In those early days of grief, I couldn't fathom making it 1 day without Gracie, let alone 2 years!!! Yet, here I am, a breathing and living example of how God gives strength to the weary and comfort to those who mourn. I have down days, I still cry and I still remember the ardent pain of loss. Yet somehow one day turned to two, and one year has turned over into another. I wish I could tell myself back then what I have learned during this painful process. Here is what I would say...

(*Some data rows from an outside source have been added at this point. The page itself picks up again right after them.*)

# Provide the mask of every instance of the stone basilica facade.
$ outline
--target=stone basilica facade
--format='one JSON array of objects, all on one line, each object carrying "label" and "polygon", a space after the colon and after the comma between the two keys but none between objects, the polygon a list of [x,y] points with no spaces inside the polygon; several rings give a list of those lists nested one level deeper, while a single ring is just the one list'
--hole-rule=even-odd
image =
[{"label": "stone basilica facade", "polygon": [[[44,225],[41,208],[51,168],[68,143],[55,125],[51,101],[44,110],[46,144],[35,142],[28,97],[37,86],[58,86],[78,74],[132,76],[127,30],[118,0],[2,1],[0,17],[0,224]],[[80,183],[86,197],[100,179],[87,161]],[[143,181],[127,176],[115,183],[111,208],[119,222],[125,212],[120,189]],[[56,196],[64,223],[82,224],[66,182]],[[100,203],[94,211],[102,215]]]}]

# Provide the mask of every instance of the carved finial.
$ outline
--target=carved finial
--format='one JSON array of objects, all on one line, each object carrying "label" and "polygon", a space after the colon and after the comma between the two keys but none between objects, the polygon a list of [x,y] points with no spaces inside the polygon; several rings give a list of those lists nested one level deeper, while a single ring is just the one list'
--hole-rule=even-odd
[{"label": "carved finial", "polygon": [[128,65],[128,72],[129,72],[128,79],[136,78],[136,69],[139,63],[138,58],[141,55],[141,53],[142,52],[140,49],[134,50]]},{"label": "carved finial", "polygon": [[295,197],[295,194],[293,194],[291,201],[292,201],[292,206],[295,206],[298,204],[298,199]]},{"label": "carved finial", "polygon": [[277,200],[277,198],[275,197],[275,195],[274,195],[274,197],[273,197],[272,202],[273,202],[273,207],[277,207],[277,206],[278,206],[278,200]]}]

You hurt and it's ok to hurt - never feel the need to rush through the pain. You feel like the world has ended, even though you know it moves on. Your aching heart will always ache, but the ache becomes bearable somehow. Your beat-up soul will find peace. Your endless questions will dissipate. Time won't heal all wounds, but what you do with that time will help you survive, and eventually thrive once again. Your tired body will learn how to rest again. Your personality traits will return. People may ignorantly say hurtful things about your grief journey, but you have learned how quickly life passes so you will extend forgiveness and grace. Your husband sticks by you through it all and though you grieve differently he is a man of courage, devotion and love. He rises to meet the road of grief and pain and will hold your hand, allowing you the freedom to grieve in your own way. Your children know they are loved, and they want to talk about Grace. They want to light candles when they miss her, and they love looking at pictures and videos of her. They also walk through the grief process with such confidence, knowing it's ok to be sad and happy at the same time. Your family continues to be a pillar of support and strength. They will remember with you and will allow you moments of sadness in times of joy. You will return to things outside the home. You will do things you never would have if Grace hadn't entered your life. You will find the balance of moving forward while still remembering. Your faith in God remains strong as you continually lean on Him for daily bread. It's unbelievably hard in these early days of pain and anguish, but one day you will see joy again. So cry when you need to, laugh when you can. Know that even though all you see is darkness and strife, hold on, trust the Potter. I promise you, that one day your heart will find peace and even joy again. The Potter will beautifully mend your heart ever so gradually, allowing for sparks of happiness to return to your soul through the healing sounds of your family, friends and children...perhaps even through tea parties and giggles.
3 comments:
It's so true that we all grieve differently. But you are such an encouraging example for all the moms out there who have lost a child, to be honest with themselves about their grief and to trust the potter.
I still cry for Gracie too, and my biggest comfort in those times is that she had the very best parents and the sweetest big brother & sister there ever was. :)
Kim! Thanks for your encouraging comment. I know how you loved our sweetpea! I cherish the quilt(s) you made for her. I still keep the fuzzy one with me every night! Miss you!
Such hopeful words Nelia! You have a wisdom beyond your years and I know it comes from the One who is GOOD. May this fall and winter be one where spring arrives before it's expected. Love you!